Inspiration: 10 different ways to hold hybrid meetings

Staff in the Department of Peace and Conflict Research have drawn up a list of hybrid meeting forms. This list attracted widespread coverage in the Swedish media last autumn when restrictions began to ease somewhat and many employees returned to their workplaces.

The hybrid list describes ten examples of hybrid meetings that incorporate both in-person and digital participation. The list was originally compiled to inspire a reduction in air travel.

“The main point is to demonstrate that there is no need to stick rigidly to any given form of meeting,” said Professor Isak Svensson of the Department of Peace and Conflict Research to the Swedish Research Council’s Curie magazine in the autumn of 2021. “Many people have had experiences – often quite poor ones – of certain forms of hybrid meetings, and they think that this is the only way of doing things.”

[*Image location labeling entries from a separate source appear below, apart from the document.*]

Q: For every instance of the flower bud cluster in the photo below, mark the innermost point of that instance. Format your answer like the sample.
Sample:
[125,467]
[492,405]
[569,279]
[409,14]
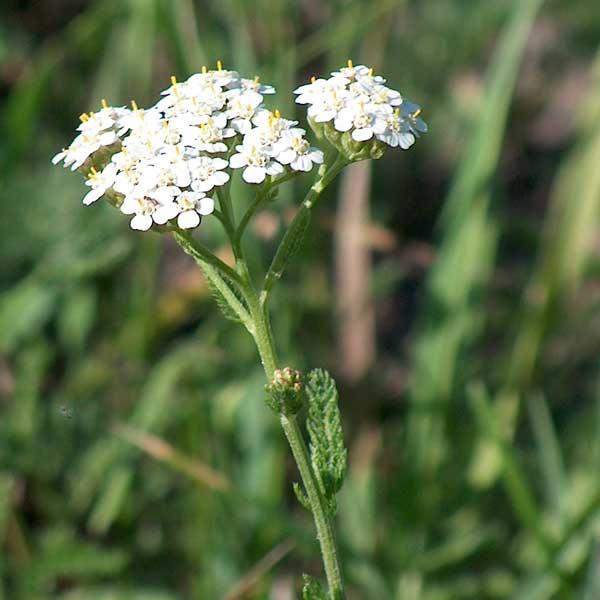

Examples of hybrid meetings

  • Paired workshop: Online workshop between two on-site groups
  • Broadcast workshop: On-site conference with passive online participation in which online participants can listen passively but not actively engage
  • Merged workshop: On-site conference with active online participation via screens where those online can participate in the discussion
  • Connected workshop: Online speakers on on-site conference
  • Fused workshop: Online panels of researchers as part of an on-site conference.

Course in meeting technique for hybrid meetings

Uppsala University also offers a course in meeting technique for hybrid meetings. There are ways to create good hybrid meetings that work well with participants present in a meeting room and via digital solutions, but it is important to take into account the limits of the technology if you want your hybrid meeting to be successful.